Easing Money Stress With Free Financial Empowerment

By Julie McFayden

With many Canadians struggling to manage the financial impacts of COVID-19, cities are stepping up with innovative ways to help residents tackle their money challenges and rebuild their financial stability and security.

LONG BEFORE THE economic shock of COVID19, Canadians cited personal finances as their greatest source of stress. Since the beginning of the pandemic, over 5.5 million people have experienced job loss or reduced earnings. Those working in lower wage jobs, visible minorities and Indigenous Peoples have been hit the hardest.

Household financial insecurity, in turn, can cost cities up to 4.6 per cent of their budgets annually in foregone revenues and increased service costs, according to one U.S. study. A new program, developed by the national charity Prosper Canada, offers municipalities help to sustainably embed tailored financial help interventions into services they are already delivering to vulnerable residents to help them improve their financial health.

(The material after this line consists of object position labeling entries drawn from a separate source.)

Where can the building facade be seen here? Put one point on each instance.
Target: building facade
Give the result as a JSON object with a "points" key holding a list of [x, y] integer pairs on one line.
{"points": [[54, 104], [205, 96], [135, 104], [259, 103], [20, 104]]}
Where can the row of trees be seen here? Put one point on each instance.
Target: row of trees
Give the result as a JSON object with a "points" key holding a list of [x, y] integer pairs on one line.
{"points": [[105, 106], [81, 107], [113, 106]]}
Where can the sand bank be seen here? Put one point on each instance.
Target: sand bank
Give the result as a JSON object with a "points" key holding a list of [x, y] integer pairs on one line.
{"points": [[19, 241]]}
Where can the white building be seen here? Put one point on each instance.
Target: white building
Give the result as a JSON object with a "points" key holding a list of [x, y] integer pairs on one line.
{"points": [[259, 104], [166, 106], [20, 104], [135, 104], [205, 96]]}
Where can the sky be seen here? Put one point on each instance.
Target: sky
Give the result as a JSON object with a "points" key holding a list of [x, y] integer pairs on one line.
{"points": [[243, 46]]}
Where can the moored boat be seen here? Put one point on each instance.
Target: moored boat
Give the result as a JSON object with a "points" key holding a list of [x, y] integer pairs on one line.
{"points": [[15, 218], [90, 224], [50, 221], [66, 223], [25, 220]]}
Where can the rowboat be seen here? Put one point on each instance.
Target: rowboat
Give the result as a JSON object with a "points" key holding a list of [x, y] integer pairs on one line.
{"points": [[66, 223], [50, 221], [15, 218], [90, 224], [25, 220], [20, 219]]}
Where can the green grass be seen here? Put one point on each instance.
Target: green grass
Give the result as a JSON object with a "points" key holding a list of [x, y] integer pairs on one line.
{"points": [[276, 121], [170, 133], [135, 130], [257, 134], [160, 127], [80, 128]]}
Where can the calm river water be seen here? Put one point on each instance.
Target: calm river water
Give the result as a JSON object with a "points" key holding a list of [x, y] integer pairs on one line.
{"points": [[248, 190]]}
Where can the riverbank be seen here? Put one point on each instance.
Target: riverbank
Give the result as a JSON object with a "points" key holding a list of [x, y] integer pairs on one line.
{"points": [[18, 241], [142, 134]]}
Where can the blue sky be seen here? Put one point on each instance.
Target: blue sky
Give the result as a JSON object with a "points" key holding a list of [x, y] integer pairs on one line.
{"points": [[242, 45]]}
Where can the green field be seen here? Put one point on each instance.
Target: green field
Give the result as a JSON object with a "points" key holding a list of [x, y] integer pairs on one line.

The model is showing promising results in several communities, including Edmonton and Toronto, where financial help is being built into transit, recreation, welfare, employment and library services.

“Financial empowerment can be a gamechanger for municipal poverty prevention and reduction efforts,” says Elizabeth Mulholland, Chief Executive Officer of Prosper Canada. “Weaving proven financial help interventions into existing services is a cost-effective way to help city programs deliver greater impact and to create more gateways to financial stability and health for residents struggling to make ends meet, manage debt and build a stronger financial future.”

The City of Edmonton recently launched its Financial Empowerment program, which offers free and confidential one-on-one financial help to participants in their Leisure Access and Ride Transit programs to help them access income benefits they are eligible for, as well as tackle other financial challenges. City social workers have been trained and deployed at program locations across the city, working with community financial help providers who can provide tax-filing assistance and more in-depth financial counselling to over 60,000 program participants annually.

“In an effort to reduce poverty and social inequity, the City is making financial empowerment support available to more Edmontonians with low incomes on a sustainable basis,” says Jenny Kain, director, safe and healthy communities at the City of Edmonton. “Social workers have the expertise to help assess participants and the expertise they bring can help assess participants’ financial needs and connect them to community agencies with existing support that can help them access local, provincial and federal government benefits they may be eligible for.”

More and more cities are exploring similar approaches to build the financial resilience of residents through programs that help households to regain their financial stability.

Julie McFayden is the Senior Manager, Marketing and Communications at Prosper Canada. She oversees the development and implementation of all marketing and communications activities for the organization.